In RMI, coral reef management is led by the Coastal Management Advisory Council, an inter-governmental, non-governmental group led by the Marshall Islands Marine Resources Authority, which includes organizations such as the College of the Marshall Islands and the Marshall Islands Conservation Society.
Publication of the “Facilitator’s Guide to Implementing the Reimaanlok Conservation Planning Process” – The Field Guide was developed to fill the need for a conservation area planning framework and “develop principles, process, and guidelines for the design, establishment, and management of conservation areas that are fully owned, led, and endorsed by local communities based on their needs, values, and cultural heritage.” Download a copy here.
Establishment of a Shark Sanctuary – An amendment to the RMI Fisheries Act was passed by the Parliament in October 2011, resulting in a ban on all commercial shark fishing within the Marshall Islands EEZ. This created what was, at the time, the world’s largest shark sanctuary. Enforcement of this law is an ongoing effort and to date five vessels have been fined over $150,000 for possession of shark fins. Learn more about this effort here.

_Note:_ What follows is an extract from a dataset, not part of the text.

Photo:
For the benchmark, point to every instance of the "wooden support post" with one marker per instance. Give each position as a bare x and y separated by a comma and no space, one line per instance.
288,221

Completion of the Fourth Marine Conservation Certificate Program – in 2013, there were 29 participants in the program, representing 17 different atolls, and 21 completed the entire course. This program is designed to build that capacity within local conservation resource and agency people. The goal of the program is to have trained personnel able to educate others, monitor and collect data, and the enforce regulations. The course has been offered yearly since 2009. Learn more about this program here.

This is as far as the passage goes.